50 Ton Sampah Dikumpulkan dalam Kerja Bakti Massal di Sulteng

50 Ton Sampah Dikumpulkan dalam Kerja Bakti Massal di Sulteng – Seputar 50 ton sampah disatukan dalam kerja bakti massal yang diadakan Dinas Lingkungan Hidup Wakatobi, Sulawesi Tenggara. Turut ikut serta semua elemen penduduk dalam serangkaian peringatan hari perduli sampah nasional (HPSN).

Kepala Dinas Lingkungan Hidup Wakatobi, Jaemuna, lewat pesan singkat yang di terima di Kendari, Jumat menjelaskan kepedulian penduduk serta lembaga berkaitan dalam menghimpun sampah telah harus, supaya Wakatobi bisa jadi penyumbang pengurangan sampah lautan.

Dia menjelaskan, kerja bakti massal itu dibarengi semua Organisasi Piranti Daerah (OPD) cakupan Pemda Wakatobi, TNI, Polri, serta beberapa siswa dari tingkat SD sampai SMA, dan beberapa organisasi lingkungan yang diselenggarakan serentak di semua lokasi Wakatobi seperti di Kecamatan Kaledupa, Tomia, serta Binongko.

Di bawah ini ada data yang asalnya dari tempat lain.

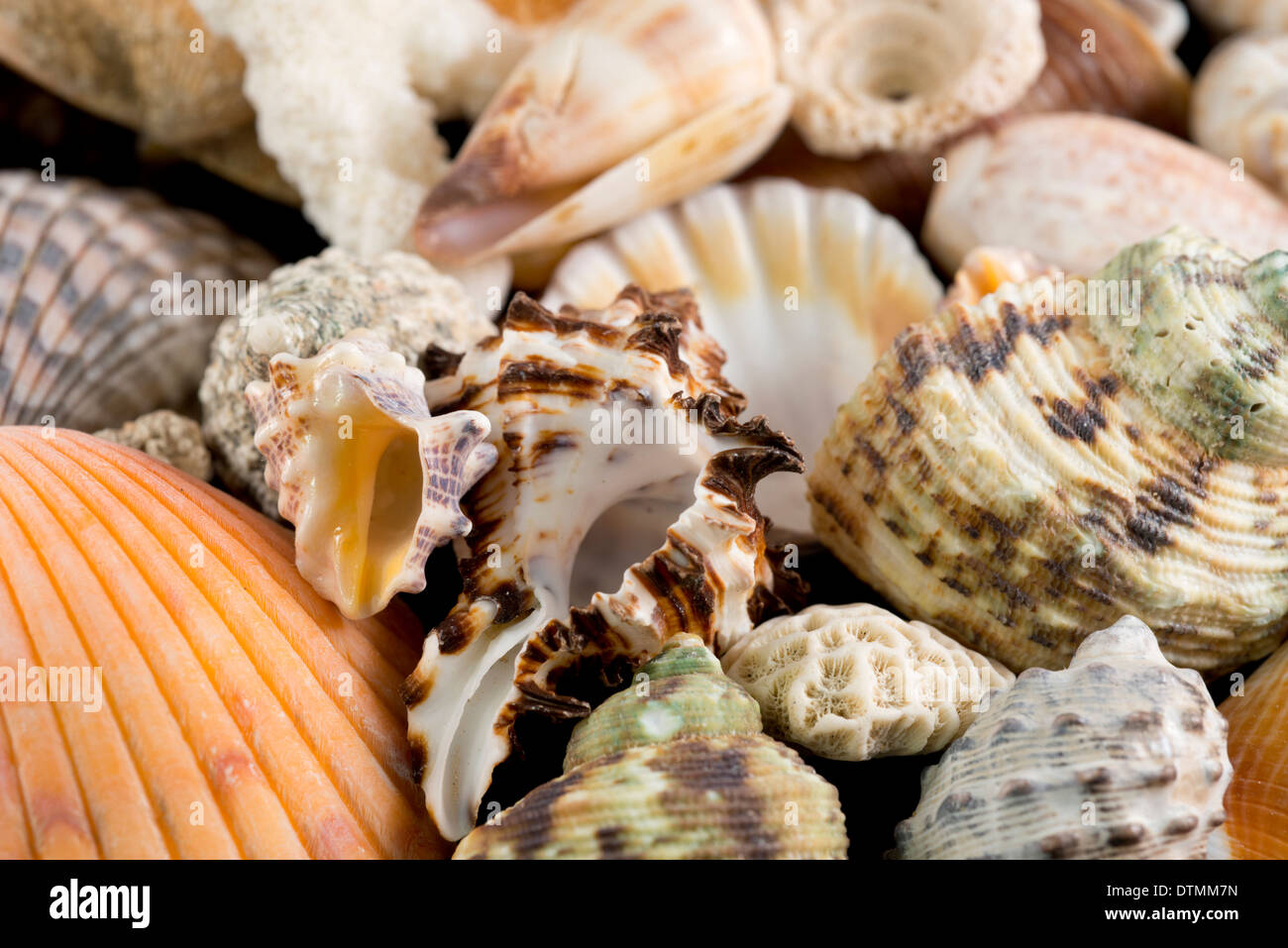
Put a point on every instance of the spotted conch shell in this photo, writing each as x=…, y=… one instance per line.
x=372, y=481
x=857, y=682
x=1022, y=471
x=1120, y=756
x=675, y=767
x=587, y=410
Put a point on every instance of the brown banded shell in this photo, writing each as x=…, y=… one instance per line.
x=1120, y=756
x=675, y=767
x=91, y=333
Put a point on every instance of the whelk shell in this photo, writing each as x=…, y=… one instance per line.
x=857, y=682
x=875, y=75
x=675, y=767
x=372, y=481
x=587, y=411
x=1120, y=756
x=804, y=288
x=241, y=715
x=90, y=337
x=626, y=107
x=1074, y=188
x=1022, y=471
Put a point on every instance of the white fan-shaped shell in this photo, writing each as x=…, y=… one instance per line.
x=803, y=287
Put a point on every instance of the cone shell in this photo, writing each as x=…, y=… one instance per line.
x=871, y=75
x=240, y=714
x=673, y=768
x=1019, y=472
x=1120, y=756
x=1237, y=108
x=1074, y=188
x=1257, y=801
x=857, y=682
x=90, y=331
x=372, y=481
x=804, y=287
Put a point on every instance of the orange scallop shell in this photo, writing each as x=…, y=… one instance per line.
x=240, y=714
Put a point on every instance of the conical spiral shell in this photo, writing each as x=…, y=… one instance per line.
x=241, y=715
x=1120, y=756
x=673, y=768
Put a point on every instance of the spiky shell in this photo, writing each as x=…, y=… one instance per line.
x=673, y=768
x=241, y=715
x=857, y=682
x=372, y=481
x=804, y=287
x=303, y=307
x=588, y=411
x=1074, y=188
x=1018, y=472
x=89, y=334
x=1120, y=756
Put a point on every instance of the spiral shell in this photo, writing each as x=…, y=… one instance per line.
x=1120, y=756
x=673, y=768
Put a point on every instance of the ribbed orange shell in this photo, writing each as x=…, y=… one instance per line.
x=1256, y=805
x=243, y=715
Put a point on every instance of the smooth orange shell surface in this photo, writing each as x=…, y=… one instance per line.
x=1256, y=804
x=241, y=714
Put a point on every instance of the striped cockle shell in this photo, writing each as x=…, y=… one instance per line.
x=588, y=410
x=675, y=767
x=804, y=287
x=1120, y=756
x=372, y=481
x=857, y=682
x=1026, y=469
x=90, y=333
x=303, y=307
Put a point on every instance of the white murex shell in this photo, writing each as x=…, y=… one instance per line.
x=1121, y=755
x=804, y=287
x=857, y=682
x=372, y=481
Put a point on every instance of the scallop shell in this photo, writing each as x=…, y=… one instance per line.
x=1022, y=471
x=239, y=714
x=1257, y=801
x=372, y=481
x=673, y=768
x=803, y=287
x=872, y=75
x=629, y=106
x=1120, y=756
x=303, y=307
x=1237, y=108
x=588, y=410
x=1074, y=188
x=90, y=331
x=857, y=682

Jaemuna menjelaskan, semenjak beberapa minggu lantas, pihaknya kirim surat ke semua camat se-Wakatobi untuk menginstrusikan pada kades berserta masyarakatnya serta lembaga pemerintahan di tingkat kecamatan untuk lakukan kerja bakti bersamanya.

“Dari jauh-jauh kami menyurat ke semua camat se-Wakatobi supaya memberitahu pemerintahan desa, puskesmas, sekolah dari mulai TK sampai SMA supaya serempak kerja bakti massal serta dikerjakan pada Kamis (21/2),” tutur Jaemuna.

Kerja hasil bakti massal, lanjut Jaemuna, sudah menghimpun seputar 25 sampai 30 ton sampah yang diambil beberapa ibu di Pulau Wangi-wangi. Sesaat di Wakatobi 2 (Kaledupa, Tomia, Binongko), sampah dibuat seputar 20 sampai 25 ton.

Bekas bupati Wakatobi, Hugua dalam info terpisah menjelaskan, sampah plastik di Wakatobi memanglah belum bisa kita yakinkan aslinya, apa dari penduduk pesisir, kapal yang melintas, atau bahkan juga dari pulau atau negara lainnya.

“Akan tetapi, bukan bermakna kita dapat sama-sama lempar tanggung jawab serta memperjuangkan opini semasing,” tuturnya.

Supaya permasalahan sampah plastik bisa terselesaikan, yang diperlukan sekarang ini ialah bagaimana startegi dan aksi yang pas untuk kurangi sampah plastik di lautan dengan menyertakan semua elemen penduduk untuk setiap waktu mengawasi kebersihan lingkungan di sekelilingnya,” katanya.